Welcome back to the HIEWorks blog. We took a bit of a hiatus during the summer months. We’re back and ready to comment on the state and direction of health information exchange.
For some months leading up to the summer, we learned of numerous stalled and failing publicly funded health information exchange (HIE) initiatives. After speaking with numerous organizations and personnel in the HIE market, including the ONC, it became clear that large, publicly funded HIE initiatives financed with government subsidies and constructed around the delivery of a single technology option for HIE is rapidly falling out of favor. As we’ve written before, lack of sustainability is the primary issue facing publicly funded HIE initiatives. Moreover, such initiatives often follow geographic boundaries dictated by the public funding sources such as those specific to a particular state, and not the needs of care communities. As a result, public initiatives have been weighed down by considerable challenges and unfortunate entropy. State patient privacy and regulatory compliance, patient consent laws and regulations, financial and regulatory considerations for inter-state healthcare systems, and Medicaid reporting disparities between states are among the myriad issues that arise from bounding HIEs using arbitrary geographic determinants.

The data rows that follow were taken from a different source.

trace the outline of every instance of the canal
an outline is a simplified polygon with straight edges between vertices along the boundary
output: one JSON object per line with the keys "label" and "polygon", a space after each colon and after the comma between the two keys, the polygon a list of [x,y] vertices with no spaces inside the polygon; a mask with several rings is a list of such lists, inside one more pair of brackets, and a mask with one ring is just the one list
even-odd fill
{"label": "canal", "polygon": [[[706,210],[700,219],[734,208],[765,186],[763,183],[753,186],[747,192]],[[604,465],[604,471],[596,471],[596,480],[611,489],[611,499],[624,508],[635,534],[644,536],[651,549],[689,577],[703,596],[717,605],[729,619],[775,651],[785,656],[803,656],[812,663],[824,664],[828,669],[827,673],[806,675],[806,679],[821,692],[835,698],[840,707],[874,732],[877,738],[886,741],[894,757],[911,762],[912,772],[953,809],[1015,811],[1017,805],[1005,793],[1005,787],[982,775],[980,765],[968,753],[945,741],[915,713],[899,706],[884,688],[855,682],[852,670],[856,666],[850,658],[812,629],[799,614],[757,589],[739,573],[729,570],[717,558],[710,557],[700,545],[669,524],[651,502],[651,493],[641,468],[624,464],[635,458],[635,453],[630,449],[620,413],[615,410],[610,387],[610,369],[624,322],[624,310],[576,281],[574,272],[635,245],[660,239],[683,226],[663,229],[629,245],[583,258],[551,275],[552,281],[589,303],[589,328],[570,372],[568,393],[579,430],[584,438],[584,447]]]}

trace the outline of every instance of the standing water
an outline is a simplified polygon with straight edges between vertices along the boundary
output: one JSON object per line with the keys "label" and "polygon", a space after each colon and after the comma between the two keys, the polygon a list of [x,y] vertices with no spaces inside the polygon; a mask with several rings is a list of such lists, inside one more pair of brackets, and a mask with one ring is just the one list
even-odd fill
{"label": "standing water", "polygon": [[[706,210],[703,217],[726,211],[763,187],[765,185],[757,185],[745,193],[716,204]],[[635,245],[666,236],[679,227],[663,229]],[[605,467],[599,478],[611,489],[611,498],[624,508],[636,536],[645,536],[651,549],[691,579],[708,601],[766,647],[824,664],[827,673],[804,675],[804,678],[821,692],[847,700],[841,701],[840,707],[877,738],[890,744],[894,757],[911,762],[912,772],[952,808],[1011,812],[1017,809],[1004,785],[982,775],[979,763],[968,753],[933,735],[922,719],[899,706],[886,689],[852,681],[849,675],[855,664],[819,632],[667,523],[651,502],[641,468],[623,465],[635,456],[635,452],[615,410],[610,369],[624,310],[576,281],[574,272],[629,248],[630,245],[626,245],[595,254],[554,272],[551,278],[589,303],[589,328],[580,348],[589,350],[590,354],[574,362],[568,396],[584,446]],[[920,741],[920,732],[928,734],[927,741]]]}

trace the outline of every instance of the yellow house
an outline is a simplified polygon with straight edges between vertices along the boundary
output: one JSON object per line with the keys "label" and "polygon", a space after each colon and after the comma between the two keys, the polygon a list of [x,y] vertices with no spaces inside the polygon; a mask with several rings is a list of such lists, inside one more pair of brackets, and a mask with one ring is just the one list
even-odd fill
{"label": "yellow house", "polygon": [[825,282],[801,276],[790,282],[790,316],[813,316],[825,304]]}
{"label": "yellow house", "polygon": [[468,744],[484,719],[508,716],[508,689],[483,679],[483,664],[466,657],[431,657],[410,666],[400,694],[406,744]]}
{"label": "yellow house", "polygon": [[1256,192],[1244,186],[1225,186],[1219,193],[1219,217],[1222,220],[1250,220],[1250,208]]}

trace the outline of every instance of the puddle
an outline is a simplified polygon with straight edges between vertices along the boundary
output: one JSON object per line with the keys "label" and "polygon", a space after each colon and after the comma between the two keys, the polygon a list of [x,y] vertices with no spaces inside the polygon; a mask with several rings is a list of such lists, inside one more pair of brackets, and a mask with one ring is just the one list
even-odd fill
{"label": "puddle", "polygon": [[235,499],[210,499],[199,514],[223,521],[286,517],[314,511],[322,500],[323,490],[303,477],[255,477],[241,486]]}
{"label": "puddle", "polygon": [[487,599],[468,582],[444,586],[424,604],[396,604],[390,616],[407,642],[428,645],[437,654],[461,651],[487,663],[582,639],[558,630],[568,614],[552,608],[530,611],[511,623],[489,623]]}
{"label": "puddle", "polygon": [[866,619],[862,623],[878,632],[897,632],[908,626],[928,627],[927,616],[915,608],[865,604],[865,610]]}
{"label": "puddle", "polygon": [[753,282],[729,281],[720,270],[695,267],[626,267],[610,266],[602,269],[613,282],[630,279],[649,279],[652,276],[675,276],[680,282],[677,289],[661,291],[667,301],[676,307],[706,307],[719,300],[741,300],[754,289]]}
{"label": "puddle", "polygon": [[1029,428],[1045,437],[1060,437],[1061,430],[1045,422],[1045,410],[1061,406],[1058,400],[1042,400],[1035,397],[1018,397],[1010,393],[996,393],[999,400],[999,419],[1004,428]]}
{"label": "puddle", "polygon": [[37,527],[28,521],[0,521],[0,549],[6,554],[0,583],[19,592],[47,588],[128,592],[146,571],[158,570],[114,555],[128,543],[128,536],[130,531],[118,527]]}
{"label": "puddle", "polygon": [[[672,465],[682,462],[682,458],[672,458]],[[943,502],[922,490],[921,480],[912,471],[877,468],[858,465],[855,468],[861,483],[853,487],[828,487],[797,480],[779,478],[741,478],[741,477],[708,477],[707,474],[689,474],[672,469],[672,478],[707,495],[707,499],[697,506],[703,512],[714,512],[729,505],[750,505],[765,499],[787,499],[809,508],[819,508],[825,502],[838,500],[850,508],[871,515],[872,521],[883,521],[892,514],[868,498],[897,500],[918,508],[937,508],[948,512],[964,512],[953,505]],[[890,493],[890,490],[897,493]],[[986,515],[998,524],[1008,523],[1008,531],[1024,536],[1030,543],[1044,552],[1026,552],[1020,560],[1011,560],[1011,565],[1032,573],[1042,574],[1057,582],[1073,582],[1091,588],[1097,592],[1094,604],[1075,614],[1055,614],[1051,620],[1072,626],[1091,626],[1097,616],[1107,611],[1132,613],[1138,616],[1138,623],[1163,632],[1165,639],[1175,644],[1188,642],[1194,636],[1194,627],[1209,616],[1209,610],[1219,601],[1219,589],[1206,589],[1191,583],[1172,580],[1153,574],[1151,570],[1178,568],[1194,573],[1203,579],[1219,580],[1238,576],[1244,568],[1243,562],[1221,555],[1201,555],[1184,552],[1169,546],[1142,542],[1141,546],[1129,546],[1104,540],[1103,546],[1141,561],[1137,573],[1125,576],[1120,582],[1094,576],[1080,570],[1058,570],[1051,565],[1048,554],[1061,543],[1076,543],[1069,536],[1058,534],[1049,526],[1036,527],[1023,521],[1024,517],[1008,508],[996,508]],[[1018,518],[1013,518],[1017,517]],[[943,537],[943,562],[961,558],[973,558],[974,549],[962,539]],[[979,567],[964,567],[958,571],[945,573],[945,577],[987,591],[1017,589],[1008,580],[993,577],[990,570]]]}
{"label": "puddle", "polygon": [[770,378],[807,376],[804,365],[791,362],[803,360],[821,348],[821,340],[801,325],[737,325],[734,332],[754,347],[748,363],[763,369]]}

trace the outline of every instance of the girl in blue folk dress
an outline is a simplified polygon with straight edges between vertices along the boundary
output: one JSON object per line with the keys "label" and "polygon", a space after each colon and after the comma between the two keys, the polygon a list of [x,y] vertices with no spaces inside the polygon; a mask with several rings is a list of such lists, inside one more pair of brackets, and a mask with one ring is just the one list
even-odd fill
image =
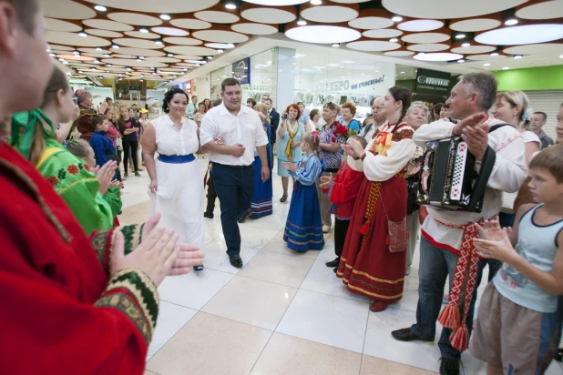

Here’s the good news. A clear change is underway in the HIE marketplace. Current and planned standards emanating from the ONC and other widely accepted standards committees indicate a strong preference for interoperable exchanges designed to serve individual enterprises, Accountable Care Organizations (ACO), medical referral regions and local care communities – i.e., those communities that serve a logical and well understood population of physicians and patients. And, through established and evolving standards such as NHIN CONNECT and NHIN DIRECT, the HIE market direction is to support a network of networks (or exchanges) linked together through a common, open source architecture, promulgated by the ONC and other recognized standards bodies.
The sustainability and practicality of monolithic, publicly funded HIEs that do not provide for “on-ramp” connectivity from established and planned exchanges is precarious at best. The ONC has made it clear that all HIE initiatives should, at a minimum, make provisions to support connectivity between disparate exchanges. That is the very purpose of the standards, and that is the only way to encourage innovation while leveraging past and planned investments.
It is no secret the healthcare landscape is littered with failed public HIE initiatives designed to deliver a single-source solution to an arbitrarily determined collection of care providers and patient populations. Simply put, such initiatives are not guided by the free market. Rather, they are subject to the whims of annual government budget cycles, grants and misguided governance. So, what do we do? I believe publicly funded initiatives must facilitate and encourage interoperability between HIEs built on sustainable models that support logical healthcare communities – communities built around natural provider-patient relationships, referral patterns, and accountable care organizations. In doing so, these initiatives (i.e., public initiatives) have an opportunity to add value, properly leverage public funds, and help lay down the necessary infrastructure required to facilitate the network of networks that will someday be known as the Nationwide Health Information Network (NHIN).